During a visit to Washington, Chinese President Xi Jinping told Barack Obama in 2015 that China would not militarise the man-made islands.
Yet in the intervening 20 months, Beijing has stepped up construction and now has runways that can accommodate Chinese fighter jets.
Over the past three months, China has reportedly built four new missile shelters on Fiery Cross, increasing the number of installations on the reef to 12.
China has also expanded radar facilities on Fiery Cross and two other disputed reefs — Subi and Mischief — in the Spratly Island chain.
The country has also started building underground structures which reportedly will be used to store munitions.
There was a two-day summit between President Xi and US President Donald Trump at the Mar-a-Lago estate in April.
Greg Poling, director of CSIS’s Asia Maritime Transparency Initiative, said: "We haven’t seen any slowdown in construction, including since the Mar-a-Lago summit.
"The islands are built and they are clearly militarised, which means they already got over the hard part.
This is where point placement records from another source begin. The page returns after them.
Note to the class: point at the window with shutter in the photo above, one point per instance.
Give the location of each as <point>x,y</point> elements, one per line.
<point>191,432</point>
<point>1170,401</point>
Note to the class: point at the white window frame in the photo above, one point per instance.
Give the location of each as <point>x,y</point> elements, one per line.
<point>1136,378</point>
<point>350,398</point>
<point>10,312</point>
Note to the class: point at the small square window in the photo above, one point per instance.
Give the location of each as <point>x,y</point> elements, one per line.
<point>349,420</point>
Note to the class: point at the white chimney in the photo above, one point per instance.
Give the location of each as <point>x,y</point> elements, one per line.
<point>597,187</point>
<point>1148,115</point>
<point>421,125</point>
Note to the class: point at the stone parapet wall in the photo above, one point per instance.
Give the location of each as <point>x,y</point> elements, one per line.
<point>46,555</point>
Now every time they put in a new radar or new missile shelter, it is harder for the world to get angry. They are building a gun, they are just not putting the bullets in yet.
Xi Jinping told Barack Obama in 2015 that China would not militarise the man-made islands
When asked about freedom of navigation and new construction in the South China Sea, a People’s Liberation Army spokesperson said there was "no problem with China’s freedom to carry out construction on its own territory”.
China’s legal claim to the seas around the maritime features is legally controversial because many were dredged out of coral and sand and therefore not entitled to island status.
Euan Graham, an Asia expert at the Lowy Institute in Sydney, said it was "not quite game over in the South China Sea”.
However, he added that China had fundamentally changed the status quo over the islands and that it would prove hard to change barring war or natural disasters.
Mr Graham said: "They already exert a strategic effect by projecting China’s presence much further out.
"They will not prevent the US Navy from operating in their vicinity, but they will complicate the threat environment for US ships and aircraft — by extending the [Chinese navy’s] surveillance and targeting net, as well as the envelope of power projection.”
Ely Ratner, an Asia expert who served in the Obama administration, admitted the US had failed to come up with an effective strategy to convince China to halt militarisation of the islands.
Mr Ratner said: "Until China believes that there will be significant costs... I don’t think they have any reason to slow down. They have been pushing on an open door and have been surprised at how little resistance they have faced.”